In an embodiment, creating the MOI with respect to power usage of an application associated with the respective network slice may comprise detecting, by the network entity (106), the event as a power event for the application, identifying, by the network entity (106), an object corresponding to the power event, wherein the object is associated with the application, classifying, by the network entity (106), the power event as a training cycle based on predefined categories of training cycle and the object corresponding to the power event, by comparing a value the power event with a predefined threshold associated with the power event, and transmitting, by the network entity (106), learnings corresponding to the classification of the power event, to the respective NSMF units (102).

According to embodiments, a network entity (106) for facilitating federated learning in a decentralized network slicing environment, the network entity (106) may comprise a processor. The network entity (106) may comprise memory storing processor-executable instructions. The processor-executable instructions may cause the processor to receive a request for creating a Managed Object Instance (MOI) for federated learning for the network slice, from the respective NSMF units (102). The processor-executable instructions may cause the processor to transmit a request for creating a Managed Object Instance (MOI) for performance metrics associated with a learning model of the respective network slice based on the received request, to the respective network slice, wherein a response with respect to the MOI for performance metrics is transmitted to the respective network entity (106). The processor-executable instructions may cause the processor to create the MOI for the federated learning for each of the one or more network slices (104), based on the response associated with the corresponding MOI for performance metrics, wherein an indication of the creation of the MOI for the federated learning is transmitted to the respective NSMF units (102). The processor-executable instructions may cause the processor to receive a request for creating an MOI of an Information Object Classes (IOC) for a subscription of the federated learning for the respective network slices (104), based on the indication, from the respective NSMF units (102), wherein the MOI for subscription of the federated learning is created based on the request. The processor-executable instructions may cause the processor to send a response for the federated learning based on the subscription to the respective NSMF unit (102) for facilitating federated learning, when an event with respect to the associated performance metric is identified.

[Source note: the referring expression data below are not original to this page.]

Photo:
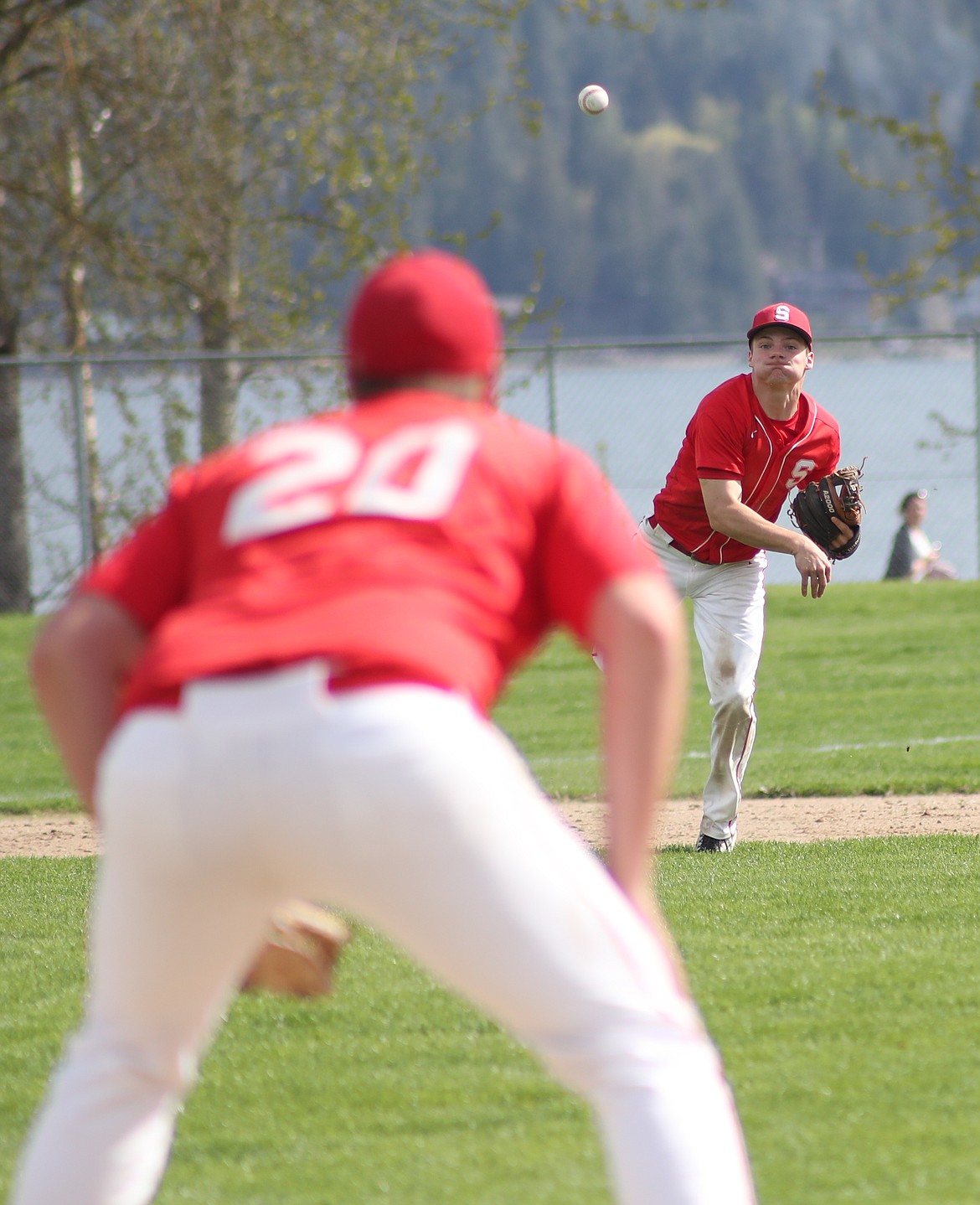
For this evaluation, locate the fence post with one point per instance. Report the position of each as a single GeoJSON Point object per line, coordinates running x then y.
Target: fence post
{"type": "Point", "coordinates": [977, 432]}
{"type": "Point", "coordinates": [83, 486]}
{"type": "Point", "coordinates": [553, 393]}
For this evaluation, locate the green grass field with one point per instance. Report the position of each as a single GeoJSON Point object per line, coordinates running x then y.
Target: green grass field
{"type": "Point", "coordinates": [840, 980]}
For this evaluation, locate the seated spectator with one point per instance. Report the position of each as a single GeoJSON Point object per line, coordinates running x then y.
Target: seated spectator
{"type": "Point", "coordinates": [914, 556]}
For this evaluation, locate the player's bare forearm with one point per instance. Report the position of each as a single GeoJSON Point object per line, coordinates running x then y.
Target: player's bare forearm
{"type": "Point", "coordinates": [79, 663]}
{"type": "Point", "coordinates": [639, 630]}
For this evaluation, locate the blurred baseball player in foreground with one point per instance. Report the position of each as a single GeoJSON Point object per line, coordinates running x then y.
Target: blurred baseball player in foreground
{"type": "Point", "coordinates": [307, 639]}
{"type": "Point", "coordinates": [751, 440]}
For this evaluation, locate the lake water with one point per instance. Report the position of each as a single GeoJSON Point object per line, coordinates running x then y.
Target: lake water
{"type": "Point", "coordinates": [629, 409]}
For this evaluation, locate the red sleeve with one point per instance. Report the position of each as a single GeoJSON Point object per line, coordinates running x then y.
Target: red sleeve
{"type": "Point", "coordinates": [146, 574]}
{"type": "Point", "coordinates": [720, 434]}
{"type": "Point", "coordinates": [591, 539]}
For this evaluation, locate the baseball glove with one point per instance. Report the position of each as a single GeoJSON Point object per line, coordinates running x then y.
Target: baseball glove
{"type": "Point", "coordinates": [837, 494]}
{"type": "Point", "coordinates": [299, 954]}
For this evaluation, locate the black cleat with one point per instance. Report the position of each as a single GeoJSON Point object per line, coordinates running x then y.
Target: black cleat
{"type": "Point", "coordinates": [714, 844]}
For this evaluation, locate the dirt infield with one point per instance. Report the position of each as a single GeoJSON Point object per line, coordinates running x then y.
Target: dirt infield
{"type": "Point", "coordinates": [68, 834]}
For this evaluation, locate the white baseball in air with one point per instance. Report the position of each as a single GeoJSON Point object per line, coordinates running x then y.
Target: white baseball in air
{"type": "Point", "coordinates": [594, 99]}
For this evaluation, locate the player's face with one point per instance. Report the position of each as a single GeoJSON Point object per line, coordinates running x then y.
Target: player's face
{"type": "Point", "coordinates": [778, 355]}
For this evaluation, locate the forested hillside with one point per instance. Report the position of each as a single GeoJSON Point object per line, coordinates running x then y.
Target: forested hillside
{"type": "Point", "coordinates": [713, 182]}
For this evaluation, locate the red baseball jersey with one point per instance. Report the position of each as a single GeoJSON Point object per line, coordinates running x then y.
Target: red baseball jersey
{"type": "Point", "coordinates": [410, 538]}
{"type": "Point", "coordinates": [732, 439]}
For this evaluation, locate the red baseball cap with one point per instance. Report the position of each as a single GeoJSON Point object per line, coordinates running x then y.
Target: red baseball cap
{"type": "Point", "coordinates": [426, 311]}
{"type": "Point", "coordinates": [782, 315]}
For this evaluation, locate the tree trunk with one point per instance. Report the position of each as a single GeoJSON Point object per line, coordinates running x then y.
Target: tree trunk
{"type": "Point", "coordinates": [219, 379]}
{"type": "Point", "coordinates": [14, 557]}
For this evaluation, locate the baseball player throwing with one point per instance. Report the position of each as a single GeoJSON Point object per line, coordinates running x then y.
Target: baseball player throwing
{"type": "Point", "coordinates": [751, 440]}
{"type": "Point", "coordinates": [278, 687]}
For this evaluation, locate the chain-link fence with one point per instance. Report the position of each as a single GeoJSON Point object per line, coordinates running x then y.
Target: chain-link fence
{"type": "Point", "coordinates": [98, 439]}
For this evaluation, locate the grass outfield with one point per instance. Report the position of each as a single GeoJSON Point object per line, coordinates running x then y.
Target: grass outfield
{"type": "Point", "coordinates": [838, 979]}
{"type": "Point", "coordinates": [870, 690]}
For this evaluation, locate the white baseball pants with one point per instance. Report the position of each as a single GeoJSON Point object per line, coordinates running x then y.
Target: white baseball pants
{"type": "Point", "coordinates": [405, 806]}
{"type": "Point", "coordinates": [730, 621]}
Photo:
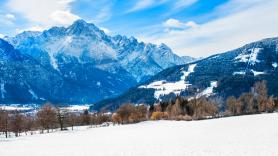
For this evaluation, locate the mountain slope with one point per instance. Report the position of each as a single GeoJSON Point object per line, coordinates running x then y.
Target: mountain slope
{"type": "Point", "coordinates": [230, 73]}
{"type": "Point", "coordinates": [87, 43]}
{"type": "Point", "coordinates": [88, 64]}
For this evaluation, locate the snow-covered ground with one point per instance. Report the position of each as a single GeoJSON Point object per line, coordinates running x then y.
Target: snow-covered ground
{"type": "Point", "coordinates": [253, 135]}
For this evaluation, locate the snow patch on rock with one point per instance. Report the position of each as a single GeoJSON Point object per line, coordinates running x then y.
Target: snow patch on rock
{"type": "Point", "coordinates": [3, 91]}
{"type": "Point", "coordinates": [256, 73]}
{"type": "Point", "coordinates": [208, 91]}
{"type": "Point", "coordinates": [34, 95]}
{"type": "Point", "coordinates": [249, 58]}
{"type": "Point", "coordinates": [239, 73]}
{"type": "Point", "coordinates": [164, 88]}
{"type": "Point", "coordinates": [274, 65]}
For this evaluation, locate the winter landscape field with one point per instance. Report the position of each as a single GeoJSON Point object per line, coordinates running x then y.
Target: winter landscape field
{"type": "Point", "coordinates": [253, 135]}
{"type": "Point", "coordinates": [138, 77]}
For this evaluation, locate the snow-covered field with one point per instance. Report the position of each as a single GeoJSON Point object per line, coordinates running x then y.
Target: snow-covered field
{"type": "Point", "coordinates": [254, 135]}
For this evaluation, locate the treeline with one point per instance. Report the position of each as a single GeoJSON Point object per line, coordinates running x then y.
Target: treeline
{"type": "Point", "coordinates": [46, 119]}
{"type": "Point", "coordinates": [49, 117]}
{"type": "Point", "coordinates": [196, 108]}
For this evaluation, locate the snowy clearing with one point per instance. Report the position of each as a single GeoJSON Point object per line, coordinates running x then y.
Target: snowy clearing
{"type": "Point", "coordinates": [165, 88]}
{"type": "Point", "coordinates": [249, 58]}
{"type": "Point", "coordinates": [253, 135]}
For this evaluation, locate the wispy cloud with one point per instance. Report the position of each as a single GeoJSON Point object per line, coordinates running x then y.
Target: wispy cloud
{"type": "Point", "coordinates": [184, 3]}
{"type": "Point", "coordinates": [142, 4]}
{"type": "Point", "coordinates": [2, 35]}
{"type": "Point", "coordinates": [174, 23]}
{"type": "Point", "coordinates": [44, 13]}
{"type": "Point", "coordinates": [226, 33]}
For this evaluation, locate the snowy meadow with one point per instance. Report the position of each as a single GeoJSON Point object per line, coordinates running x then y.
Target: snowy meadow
{"type": "Point", "coordinates": [251, 135]}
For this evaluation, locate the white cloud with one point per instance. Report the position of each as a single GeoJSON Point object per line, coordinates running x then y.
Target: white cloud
{"type": "Point", "coordinates": [226, 33]}
{"type": "Point", "coordinates": [142, 4]}
{"type": "Point", "coordinates": [184, 3]}
{"type": "Point", "coordinates": [2, 36]}
{"type": "Point", "coordinates": [174, 23]}
{"type": "Point", "coordinates": [45, 13]}
{"type": "Point", "coordinates": [106, 30]}
{"type": "Point", "coordinates": [34, 28]}
{"type": "Point", "coordinates": [10, 16]}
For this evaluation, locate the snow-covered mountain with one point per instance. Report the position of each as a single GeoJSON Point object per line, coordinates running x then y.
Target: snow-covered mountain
{"type": "Point", "coordinates": [88, 44]}
{"type": "Point", "coordinates": [230, 73]}
{"type": "Point", "coordinates": [77, 64]}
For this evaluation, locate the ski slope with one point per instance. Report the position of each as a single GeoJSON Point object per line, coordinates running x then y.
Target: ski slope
{"type": "Point", "coordinates": [253, 135]}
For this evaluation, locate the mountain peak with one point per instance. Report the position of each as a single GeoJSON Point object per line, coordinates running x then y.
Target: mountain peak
{"type": "Point", "coordinates": [82, 27]}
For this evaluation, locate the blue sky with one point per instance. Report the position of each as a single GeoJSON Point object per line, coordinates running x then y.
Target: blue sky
{"type": "Point", "coordinates": [190, 27]}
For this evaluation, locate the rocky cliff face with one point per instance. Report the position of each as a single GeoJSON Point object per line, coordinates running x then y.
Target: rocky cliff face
{"type": "Point", "coordinates": [79, 64]}
{"type": "Point", "coordinates": [230, 73]}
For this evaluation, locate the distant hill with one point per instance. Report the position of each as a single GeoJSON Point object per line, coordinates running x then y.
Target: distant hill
{"type": "Point", "coordinates": [78, 64]}
{"type": "Point", "coordinates": [230, 73]}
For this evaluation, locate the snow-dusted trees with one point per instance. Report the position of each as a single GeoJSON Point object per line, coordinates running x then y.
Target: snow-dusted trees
{"type": "Point", "coordinates": [46, 117]}
{"type": "Point", "coordinates": [260, 93]}
{"type": "Point", "coordinates": [4, 122]}
{"type": "Point", "coordinates": [62, 117]}
{"type": "Point", "coordinates": [17, 121]}
{"type": "Point", "coordinates": [72, 120]}
{"type": "Point", "coordinates": [129, 113]}
{"type": "Point", "coordinates": [255, 101]}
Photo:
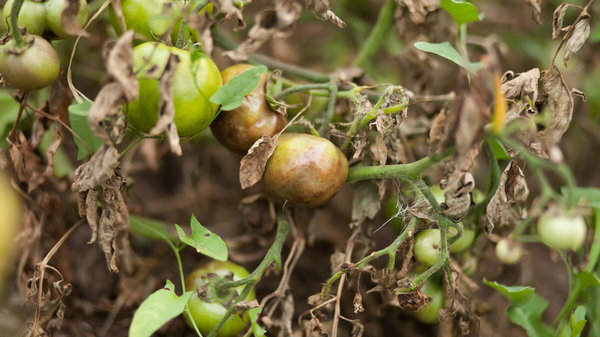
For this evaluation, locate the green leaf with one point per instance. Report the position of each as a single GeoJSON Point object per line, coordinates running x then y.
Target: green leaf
{"type": "Point", "coordinates": [515, 294]}
{"type": "Point", "coordinates": [156, 310]}
{"type": "Point", "coordinates": [446, 51]}
{"type": "Point", "coordinates": [526, 308]}
{"type": "Point", "coordinates": [577, 321]}
{"type": "Point", "coordinates": [462, 11]}
{"type": "Point", "coordinates": [257, 330]}
{"type": "Point", "coordinates": [529, 317]}
{"type": "Point", "coordinates": [205, 241]}
{"type": "Point", "coordinates": [150, 228]}
{"type": "Point", "coordinates": [230, 95]}
{"type": "Point", "coordinates": [588, 279]}
{"type": "Point", "coordinates": [78, 113]}
{"type": "Point", "coordinates": [589, 196]}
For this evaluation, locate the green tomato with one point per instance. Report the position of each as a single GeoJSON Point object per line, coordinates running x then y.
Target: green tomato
{"type": "Point", "coordinates": [305, 170]}
{"type": "Point", "coordinates": [208, 311]}
{"type": "Point", "coordinates": [429, 314]}
{"type": "Point", "coordinates": [562, 231]}
{"type": "Point", "coordinates": [463, 242]}
{"type": "Point", "coordinates": [151, 18]}
{"type": "Point", "coordinates": [10, 217]}
{"type": "Point", "coordinates": [196, 79]}
{"type": "Point", "coordinates": [30, 69]}
{"type": "Point", "coordinates": [427, 246]}
{"type": "Point", "coordinates": [32, 16]}
{"type": "Point", "coordinates": [239, 128]}
{"type": "Point", "coordinates": [54, 10]}
{"type": "Point", "coordinates": [508, 251]}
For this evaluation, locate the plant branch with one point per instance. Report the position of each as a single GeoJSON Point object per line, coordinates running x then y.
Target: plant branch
{"type": "Point", "coordinates": [382, 26]}
{"type": "Point", "coordinates": [401, 171]}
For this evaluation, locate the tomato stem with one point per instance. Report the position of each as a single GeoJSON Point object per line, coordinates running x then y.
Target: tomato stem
{"type": "Point", "coordinates": [14, 18]}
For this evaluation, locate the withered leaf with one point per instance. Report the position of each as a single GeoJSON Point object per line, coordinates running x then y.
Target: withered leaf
{"type": "Point", "coordinates": [322, 10]}
{"type": "Point", "coordinates": [69, 19]}
{"type": "Point", "coordinates": [253, 164]}
{"type": "Point", "coordinates": [537, 11]}
{"type": "Point", "coordinates": [521, 85]}
{"type": "Point", "coordinates": [98, 169]}
{"type": "Point", "coordinates": [418, 9]}
{"type": "Point", "coordinates": [557, 19]}
{"type": "Point", "coordinates": [366, 202]}
{"type": "Point", "coordinates": [577, 38]}
{"type": "Point", "coordinates": [276, 22]}
{"type": "Point", "coordinates": [506, 206]}
{"type": "Point", "coordinates": [166, 108]}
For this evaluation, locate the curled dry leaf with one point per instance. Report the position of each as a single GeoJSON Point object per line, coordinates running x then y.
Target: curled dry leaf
{"type": "Point", "coordinates": [537, 11]}
{"type": "Point", "coordinates": [231, 11]}
{"type": "Point", "coordinates": [277, 22]}
{"type": "Point", "coordinates": [166, 107]}
{"type": "Point", "coordinates": [506, 208]}
{"type": "Point", "coordinates": [112, 96]}
{"type": "Point", "coordinates": [559, 103]}
{"type": "Point", "coordinates": [577, 38]}
{"type": "Point", "coordinates": [322, 10]}
{"type": "Point", "coordinates": [101, 201]}
{"type": "Point", "coordinates": [253, 164]}
{"type": "Point", "coordinates": [557, 19]}
{"type": "Point", "coordinates": [418, 9]}
{"type": "Point", "coordinates": [69, 20]}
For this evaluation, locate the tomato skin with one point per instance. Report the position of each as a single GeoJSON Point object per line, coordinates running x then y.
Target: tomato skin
{"type": "Point", "coordinates": [54, 10]}
{"type": "Point", "coordinates": [239, 128]}
{"type": "Point", "coordinates": [305, 170]}
{"type": "Point", "coordinates": [208, 314]}
{"type": "Point", "coordinates": [194, 82]}
{"type": "Point", "coordinates": [429, 314]}
{"type": "Point", "coordinates": [10, 221]}
{"type": "Point", "coordinates": [562, 231]}
{"type": "Point", "coordinates": [34, 68]}
{"type": "Point", "coordinates": [32, 16]}
{"type": "Point", "coordinates": [508, 251]}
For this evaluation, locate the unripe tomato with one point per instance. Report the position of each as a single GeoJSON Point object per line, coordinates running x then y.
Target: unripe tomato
{"type": "Point", "coordinates": [194, 82]}
{"type": "Point", "coordinates": [150, 17]}
{"type": "Point", "coordinates": [239, 128]}
{"type": "Point", "coordinates": [208, 310]}
{"type": "Point", "coordinates": [32, 16]}
{"type": "Point", "coordinates": [562, 231]}
{"type": "Point", "coordinates": [305, 170]}
{"type": "Point", "coordinates": [429, 314]}
{"type": "Point", "coordinates": [54, 10]}
{"type": "Point", "coordinates": [508, 251]}
{"type": "Point", "coordinates": [10, 217]}
{"type": "Point", "coordinates": [33, 68]}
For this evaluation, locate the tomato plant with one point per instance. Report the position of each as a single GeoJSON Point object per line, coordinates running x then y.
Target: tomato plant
{"type": "Point", "coordinates": [195, 80]}
{"type": "Point", "coordinates": [562, 231]}
{"type": "Point", "coordinates": [239, 128]}
{"type": "Point", "coordinates": [208, 308]}
{"type": "Point", "coordinates": [305, 170]}
{"type": "Point", "coordinates": [31, 68]}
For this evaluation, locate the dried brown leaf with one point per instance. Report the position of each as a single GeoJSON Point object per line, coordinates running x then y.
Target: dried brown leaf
{"type": "Point", "coordinates": [418, 9]}
{"type": "Point", "coordinates": [521, 85]}
{"type": "Point", "coordinates": [366, 202]}
{"type": "Point", "coordinates": [506, 206]}
{"type": "Point", "coordinates": [322, 11]}
{"type": "Point", "coordinates": [253, 164]}
{"type": "Point", "coordinates": [166, 106]}
{"type": "Point", "coordinates": [537, 11]}
{"type": "Point", "coordinates": [577, 38]}
{"type": "Point", "coordinates": [276, 22]}
{"type": "Point", "coordinates": [557, 19]}
{"type": "Point", "coordinates": [69, 20]}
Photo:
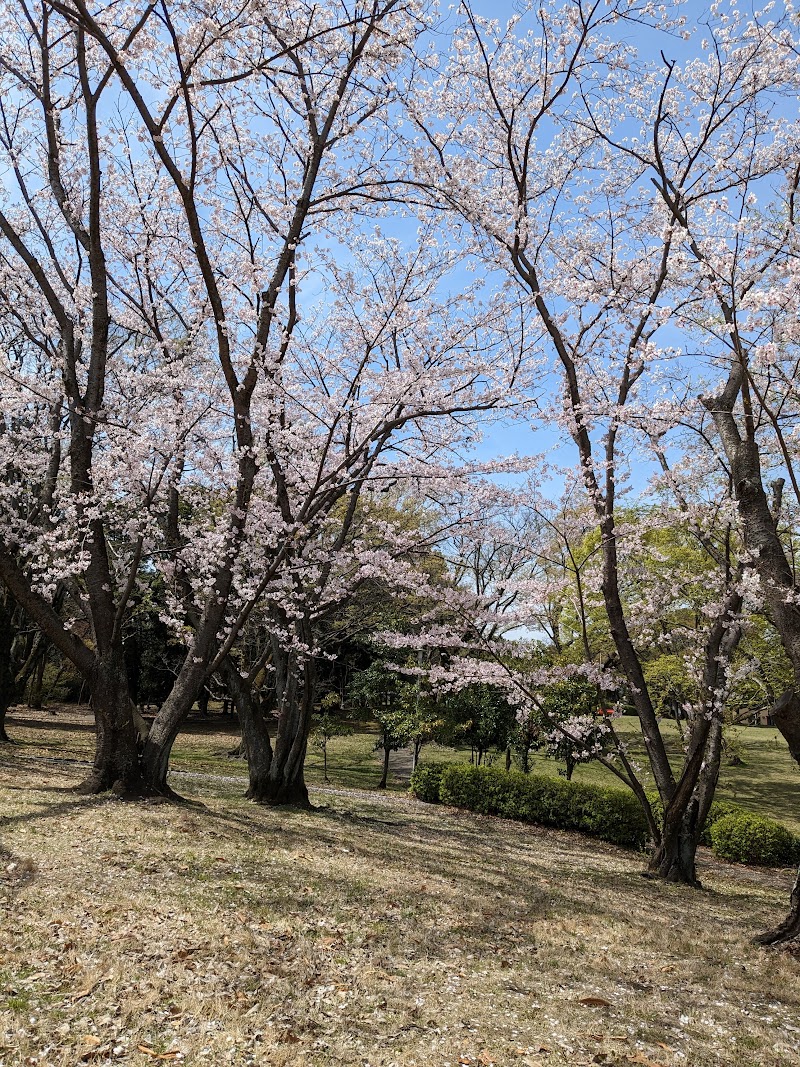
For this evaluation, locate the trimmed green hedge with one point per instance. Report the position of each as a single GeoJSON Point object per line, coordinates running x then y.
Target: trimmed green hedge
{"type": "Point", "coordinates": [717, 811]}
{"type": "Point", "coordinates": [747, 838]}
{"type": "Point", "coordinates": [425, 781]}
{"type": "Point", "coordinates": [613, 815]}
{"type": "Point", "coordinates": [610, 814]}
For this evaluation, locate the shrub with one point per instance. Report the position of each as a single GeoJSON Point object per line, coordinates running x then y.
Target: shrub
{"type": "Point", "coordinates": [610, 814]}
{"type": "Point", "coordinates": [746, 838]}
{"type": "Point", "coordinates": [718, 810]}
{"type": "Point", "coordinates": [426, 780]}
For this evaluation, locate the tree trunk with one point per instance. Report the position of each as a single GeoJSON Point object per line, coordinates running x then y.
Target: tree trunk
{"type": "Point", "coordinates": [116, 763]}
{"type": "Point", "coordinates": [8, 687]}
{"type": "Point", "coordinates": [674, 859]}
{"type": "Point", "coordinates": [284, 782]}
{"type": "Point", "coordinates": [788, 932]}
{"type": "Point", "coordinates": [385, 776]}
{"type": "Point", "coordinates": [165, 727]}
{"type": "Point", "coordinates": [36, 685]}
{"type": "Point", "coordinates": [786, 715]}
{"type": "Point", "coordinates": [255, 734]}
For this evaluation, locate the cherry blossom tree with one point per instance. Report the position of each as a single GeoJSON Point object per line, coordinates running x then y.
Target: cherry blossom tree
{"type": "Point", "coordinates": [182, 187]}
{"type": "Point", "coordinates": [557, 204]}
{"type": "Point", "coordinates": [729, 181]}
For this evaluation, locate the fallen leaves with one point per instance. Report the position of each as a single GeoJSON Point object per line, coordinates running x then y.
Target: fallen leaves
{"type": "Point", "coordinates": [88, 990]}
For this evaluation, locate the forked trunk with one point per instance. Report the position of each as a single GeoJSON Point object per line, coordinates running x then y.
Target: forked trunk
{"type": "Point", "coordinates": [788, 932]}
{"type": "Point", "coordinates": [35, 691]}
{"type": "Point", "coordinates": [786, 715]}
{"type": "Point", "coordinates": [256, 745]}
{"type": "Point", "coordinates": [284, 782]}
{"type": "Point", "coordinates": [165, 727]}
{"type": "Point", "coordinates": [674, 859]}
{"type": "Point", "coordinates": [116, 763]}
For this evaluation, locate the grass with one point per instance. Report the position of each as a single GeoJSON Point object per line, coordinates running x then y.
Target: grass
{"type": "Point", "coordinates": [377, 930]}
{"type": "Point", "coordinates": [768, 782]}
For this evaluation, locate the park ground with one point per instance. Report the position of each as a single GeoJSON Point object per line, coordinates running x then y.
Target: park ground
{"type": "Point", "coordinates": [373, 930]}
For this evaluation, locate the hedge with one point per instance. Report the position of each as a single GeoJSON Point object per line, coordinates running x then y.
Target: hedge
{"type": "Point", "coordinates": [747, 838]}
{"type": "Point", "coordinates": [610, 814]}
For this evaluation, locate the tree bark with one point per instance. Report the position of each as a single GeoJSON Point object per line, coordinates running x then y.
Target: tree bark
{"type": "Point", "coordinates": [255, 732]}
{"type": "Point", "coordinates": [786, 715]}
{"type": "Point", "coordinates": [788, 932]}
{"type": "Point", "coordinates": [385, 776]}
{"type": "Point", "coordinates": [116, 764]}
{"type": "Point", "coordinates": [8, 687]}
{"type": "Point", "coordinates": [284, 782]}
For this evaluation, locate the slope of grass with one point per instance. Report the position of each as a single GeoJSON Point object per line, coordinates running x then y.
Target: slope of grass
{"type": "Point", "coordinates": [768, 782]}
{"type": "Point", "coordinates": [376, 932]}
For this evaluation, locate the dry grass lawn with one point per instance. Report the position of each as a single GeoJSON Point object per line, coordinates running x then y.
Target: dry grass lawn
{"type": "Point", "coordinates": [376, 930]}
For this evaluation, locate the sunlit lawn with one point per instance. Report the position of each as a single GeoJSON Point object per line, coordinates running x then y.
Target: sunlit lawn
{"type": "Point", "coordinates": [374, 930]}
{"type": "Point", "coordinates": [768, 781]}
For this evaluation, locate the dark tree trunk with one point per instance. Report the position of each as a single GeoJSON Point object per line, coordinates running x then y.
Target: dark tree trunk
{"type": "Point", "coordinates": [385, 775]}
{"type": "Point", "coordinates": [674, 858]}
{"type": "Point", "coordinates": [166, 725]}
{"type": "Point", "coordinates": [284, 782]}
{"type": "Point", "coordinates": [116, 764]}
{"type": "Point", "coordinates": [8, 687]}
{"type": "Point", "coordinates": [788, 932]}
{"type": "Point", "coordinates": [255, 733]}
{"type": "Point", "coordinates": [36, 685]}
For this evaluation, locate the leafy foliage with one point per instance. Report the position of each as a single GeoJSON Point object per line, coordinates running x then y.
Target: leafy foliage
{"type": "Point", "coordinates": [610, 814]}
{"type": "Point", "coordinates": [746, 838]}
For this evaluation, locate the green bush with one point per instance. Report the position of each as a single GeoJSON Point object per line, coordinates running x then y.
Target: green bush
{"type": "Point", "coordinates": [610, 814]}
{"type": "Point", "coordinates": [746, 838]}
{"type": "Point", "coordinates": [718, 810]}
{"type": "Point", "coordinates": [426, 780]}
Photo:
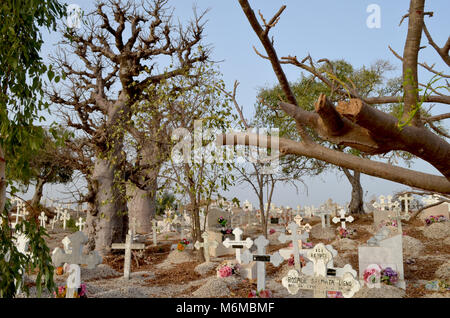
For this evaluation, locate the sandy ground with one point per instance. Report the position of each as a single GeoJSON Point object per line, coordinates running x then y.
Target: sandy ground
{"type": "Point", "coordinates": [162, 272]}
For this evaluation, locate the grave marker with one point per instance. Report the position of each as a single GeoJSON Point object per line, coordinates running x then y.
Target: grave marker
{"type": "Point", "coordinates": [261, 258]}
{"type": "Point", "coordinates": [238, 244]}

In an embodiment, the performance metrics may comprise MOI attributes may comprise threshold, type of event, one or more objects associated with the event and classification of the event.

In an embodiment, the processor may be configured to create the MOI for performance metrics by identifying Key Performance Indicators (KPIs) corresponding to an application associated with respective network slices (104), determining a threshold for each of the KPIs, determining the event performed on the application and an object associated with the application, and classifying a result of the event based on the KPIs, the threshold, the event performed on the application and the object, to create the MOI for performance metrices corresponding to the application.

In an embodiment, the subscription of the federated learning may comprise subscription attributes comprising: a subscription ID, subscriber ID, type of federated learning, frequency of subscription, a subscription threshold value, type of the learning model, an end time for sending response to subscription of federated learning request, predefined parameters associated with the subscription, subscription start time and subscription end time.

In an embodiment, the processor may be configured to create the MOI for the subscription of the federated learning by evaluating validity of attributes associated with the subscription of the federated learning, based on the request received for creating the subscription of the federated learning, and sending the response for the federated learning based on the subscription to the respective NSMF units (102) along with a subscription ID, based on the evaluation.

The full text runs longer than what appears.